The least the lazy unemployed can do is follow this noble person's example and give up their 300 dollars a week in benefits. We all have to pitch in.
And that has been the operative argument ever since. If the big boys have to pay, then so do the rest of us. Except our fair share is to live in terrible financial insecurity, debt and joblessness while their's is to suffer the indignity of being forced to donate their $750,000 bonus to charity in protest. (Or pay slightly higher tax rates as part of a balanced approach.)

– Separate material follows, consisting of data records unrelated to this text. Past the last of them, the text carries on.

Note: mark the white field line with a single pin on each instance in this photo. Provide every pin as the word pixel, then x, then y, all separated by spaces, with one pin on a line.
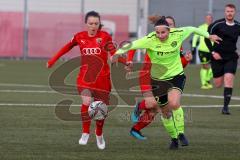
pixel 120 106
pixel 113 91
pixel 54 92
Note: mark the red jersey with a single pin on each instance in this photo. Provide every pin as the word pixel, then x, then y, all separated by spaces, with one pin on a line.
pixel 93 50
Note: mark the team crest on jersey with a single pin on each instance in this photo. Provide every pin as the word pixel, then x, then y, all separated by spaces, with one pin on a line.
pixel 174 44
pixel 99 40
pixel 82 42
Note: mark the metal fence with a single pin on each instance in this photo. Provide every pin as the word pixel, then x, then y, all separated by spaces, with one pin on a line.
pixel 35 33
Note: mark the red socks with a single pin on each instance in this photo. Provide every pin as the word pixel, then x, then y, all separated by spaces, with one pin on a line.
pixel 86 120
pixel 142 105
pixel 99 127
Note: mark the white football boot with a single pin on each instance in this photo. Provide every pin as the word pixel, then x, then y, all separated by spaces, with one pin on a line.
pixel 84 139
pixel 100 142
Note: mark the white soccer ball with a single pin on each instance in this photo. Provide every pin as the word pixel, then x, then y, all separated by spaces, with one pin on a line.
pixel 97 110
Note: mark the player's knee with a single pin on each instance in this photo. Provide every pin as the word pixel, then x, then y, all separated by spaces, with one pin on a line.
pixel 86 101
pixel 218 85
pixel 174 104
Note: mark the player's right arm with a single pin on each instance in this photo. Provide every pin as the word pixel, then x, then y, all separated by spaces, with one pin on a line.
pixel 142 43
pixel 66 48
pixel 194 43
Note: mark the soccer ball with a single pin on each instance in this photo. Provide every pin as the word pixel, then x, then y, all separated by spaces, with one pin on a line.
pixel 97 110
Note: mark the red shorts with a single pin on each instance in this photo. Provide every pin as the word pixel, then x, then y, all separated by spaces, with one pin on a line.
pixel 100 88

Now go read this amazing new piece by Taibbi about the bailout. If you weren't mad already you will be when you finish reading it:

It has been four long winters since the federal government, in the hulking, shaven-skulled, Alien Nation-esque form of then-Treasury Secretary Hank Paulson, committed $700 billion in taxpayer money to rescue Wall Street from its own chicanery and greed. To listen to the bankers and their allies in Washington tell it, you'd think the bailout was the best thing to hit the American economy since the invention of the assembly line. Not only did it prevent another Great Depression, we've been told, but the money has all been paid back, and the government even made a profit. No harm, no foul – right?

Wrong.

It was all a lie – one of the biggest and most elaborate falsehoods ever sold to the American people. We were told that the taxpayer was stepping in – only temporarily, mind you – to prop up the economy and save the world from financial catastrophe. What we actually ended up doing was the exact opposite: committing American taxpayers to permanent, blind support of an ungovernable, unregulatable, hyperconcentrated new financial system that exacerbates the greed and inequality that caused the crash, and forces Wall Street banks like Goldman Sachs and Citigroup to increase risk rather than reduce it. The result is one of those deals where one wrong decision early on blossoms into a lush nightmare of unintended consequences. We thought we were just letting a friend crash at the house for a few days; we ended up with a family of hillbillies who moved in forever, sleeping nine to a bed and building a meth lab on the front lawn.
I think this AIG move illustrates that point perfectly.